Membrane preparations from COS-7 cells stably expressing the N-terminal, coiled-coil-containing portion of myocilin (hth-CC-GFP) that lacks the olfactomedin domain were analyzed by velocity gradient sedimentation and western blot. A pull-down assay was developed using the coiled-coil portion of myocilin as bait for proteins from solubilized retina membrane preparation at two different pHs (7.4 and 5.5). Captured proteins were analyzed by SDS-PAGE and silver stain.
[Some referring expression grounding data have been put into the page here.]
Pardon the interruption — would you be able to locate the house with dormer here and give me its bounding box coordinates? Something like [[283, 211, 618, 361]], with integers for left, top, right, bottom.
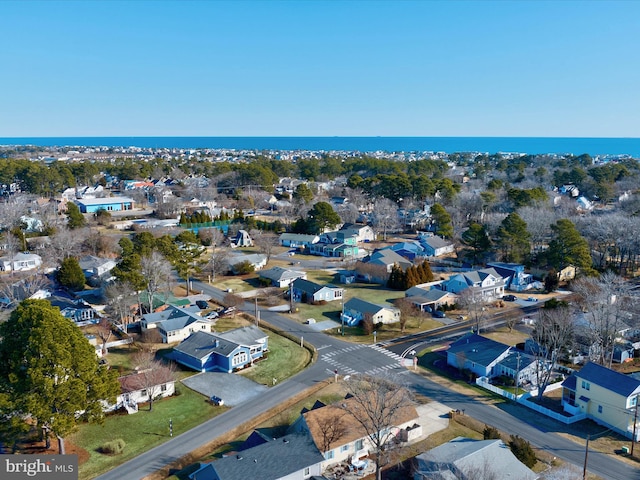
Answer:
[[141, 305, 213, 343], [436, 268, 505, 300], [172, 326, 268, 373]]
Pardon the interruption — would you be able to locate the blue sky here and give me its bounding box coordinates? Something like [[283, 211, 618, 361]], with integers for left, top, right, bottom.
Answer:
[[1, 1, 639, 137]]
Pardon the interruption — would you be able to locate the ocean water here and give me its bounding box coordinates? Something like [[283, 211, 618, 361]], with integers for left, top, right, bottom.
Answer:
[[0, 137, 639, 156]]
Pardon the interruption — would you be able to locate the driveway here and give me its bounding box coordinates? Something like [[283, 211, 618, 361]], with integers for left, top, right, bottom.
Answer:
[[181, 372, 268, 406]]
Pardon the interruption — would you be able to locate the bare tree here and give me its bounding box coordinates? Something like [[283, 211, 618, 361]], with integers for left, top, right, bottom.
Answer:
[[223, 292, 244, 316], [393, 297, 415, 333], [130, 350, 176, 412], [0, 194, 29, 231], [95, 317, 114, 355], [251, 230, 279, 265], [206, 246, 230, 282], [457, 289, 489, 334], [46, 226, 85, 265], [531, 304, 574, 401], [1, 232, 23, 277], [140, 251, 174, 313], [340, 374, 414, 480], [104, 281, 138, 331], [354, 261, 388, 284], [573, 272, 634, 367], [371, 198, 399, 241]]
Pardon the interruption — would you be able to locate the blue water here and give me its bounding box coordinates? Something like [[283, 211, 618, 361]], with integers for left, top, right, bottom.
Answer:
[[1, 137, 639, 156]]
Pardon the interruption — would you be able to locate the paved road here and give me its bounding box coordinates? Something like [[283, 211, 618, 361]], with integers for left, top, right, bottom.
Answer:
[[95, 282, 640, 480]]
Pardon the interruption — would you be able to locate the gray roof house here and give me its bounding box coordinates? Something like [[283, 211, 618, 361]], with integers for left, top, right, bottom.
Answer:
[[437, 268, 505, 300], [259, 267, 307, 288], [341, 297, 400, 327], [419, 236, 455, 258], [291, 278, 344, 304], [141, 305, 212, 343], [446, 333, 511, 378], [232, 229, 253, 247], [414, 437, 538, 480], [405, 286, 457, 312], [188, 433, 325, 480], [172, 326, 269, 373], [78, 255, 117, 284], [228, 253, 267, 273], [279, 233, 320, 249]]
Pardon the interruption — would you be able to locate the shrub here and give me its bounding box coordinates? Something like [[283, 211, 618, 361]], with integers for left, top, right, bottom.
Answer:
[[483, 424, 501, 440], [509, 435, 536, 468], [100, 438, 126, 455]]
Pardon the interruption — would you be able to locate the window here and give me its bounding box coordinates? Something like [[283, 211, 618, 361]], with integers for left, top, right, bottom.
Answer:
[[325, 450, 334, 460], [355, 439, 364, 450], [232, 351, 248, 366], [581, 380, 590, 391], [141, 389, 147, 398], [340, 444, 349, 453], [598, 405, 603, 413], [303, 467, 310, 477], [160, 384, 167, 392]]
Fluorescent microscopy shows the hth-CC-GFP constructs associates with intracellular vesicles. Western blots show that membrane-associated hth-CC-GFP constructs separated on linear glycerol gradients (10-40%) into two distinct pools, a 8.6S fraction and a 16.6S fraction, similar to our previous findings with endogenous myocilin from human tissue. In our pull-down assay, the coiled-coil portion of myocilin associated with seven additional proteins at pH 5.5 compared to pH 7.4.
Our data demonstrates that the N-terminal portion of myocilin by itself is sufficient for targeting myocilin to a membrane-associated protein complex similar to the full-length protein. In this portion of myocilin we previously identified a region of the coiled-coil with homology to SNARE proteins. Myocilin's coiled-coil differs at a few key positions where acidic residues are present instead of neutral polar or hydrophobic residues. In low pH cellular compartments such as endosomes, vesicles, multivesicular bodies or Golgi Apparatus, these acidic residues become more neutral, possibly favoring protein-protein interactions consistent with our pull-down results.